Gardens came next. Side by side with my mother-in-law, knees brown, my baby girl watching as we dropped seeds in little holes and talked about how the seed must die and be split in two before it brings life. Then there was a hip replacement surgery. Twelve years of Alzheimer’s disease. Two bouts of cancer. Sitting by a man when he signed his wife into hospice. When I turned down the covers of his bed in my house the night she died, I became a caregiver. I have been cracked open and split straight down the center caring for my in-laws.  

Some of those years my in-laws lived two hours away. Some years my father-in-law lived steps from my kitchen.  Distance was not the problem. It was my heart. When angry thoughts brewed in my soul and angry words in my mouth while I made the morning coffee, God kept working on my heart. When the days were long, and I felt sandwiched between the needs of the younger and older, God used the situation to mold me. When I was tired, and lonely, and feeling inadequate for the task, God convicted me to care. Again. More. Still. Caring revealed my selfishness and my priorities daily. To me. To my in-laws. To my children. Perhaps to outsiders who watched. Like the full-ripened tomatoes that came from the planted seeds, the fruit of caring was learning how to love. Imperfectly it always seemed, because I failed over and over again. But through God’s mercy and strength, choosing to love over and over again.

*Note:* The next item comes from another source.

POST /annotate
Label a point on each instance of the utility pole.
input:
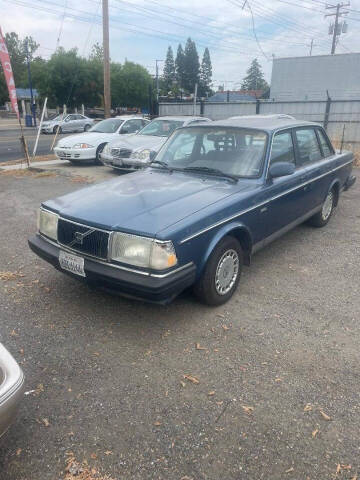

It will be impossible to stop caring.

Being the caregiver? Yes, that has ended. My husband’s family has rallied quickly. My father-in-law will receive care from new helpers fresh for the task. My season is completed. But twenty-five years is a long time. A lifetime actually. Our children have spent their lifetime seeing the needs of their grandparents and knowing their needs weighed as heavily as the needs of any other member of our family. Often heavier than their personal needs. Accept an impromptu lunch invitation from a family after church? No. Grandpa is already back home, and he is counting on sharing his Sunday meal with our family. Caring has become a lifestyle that each of my children packed in their suitcases when they left home. I see it in their adult lives, their relationships, and their jobs. Caring changed all of us and shaped who we have become as individuals and as a family. Caring will continue. Because caring is really never just a job.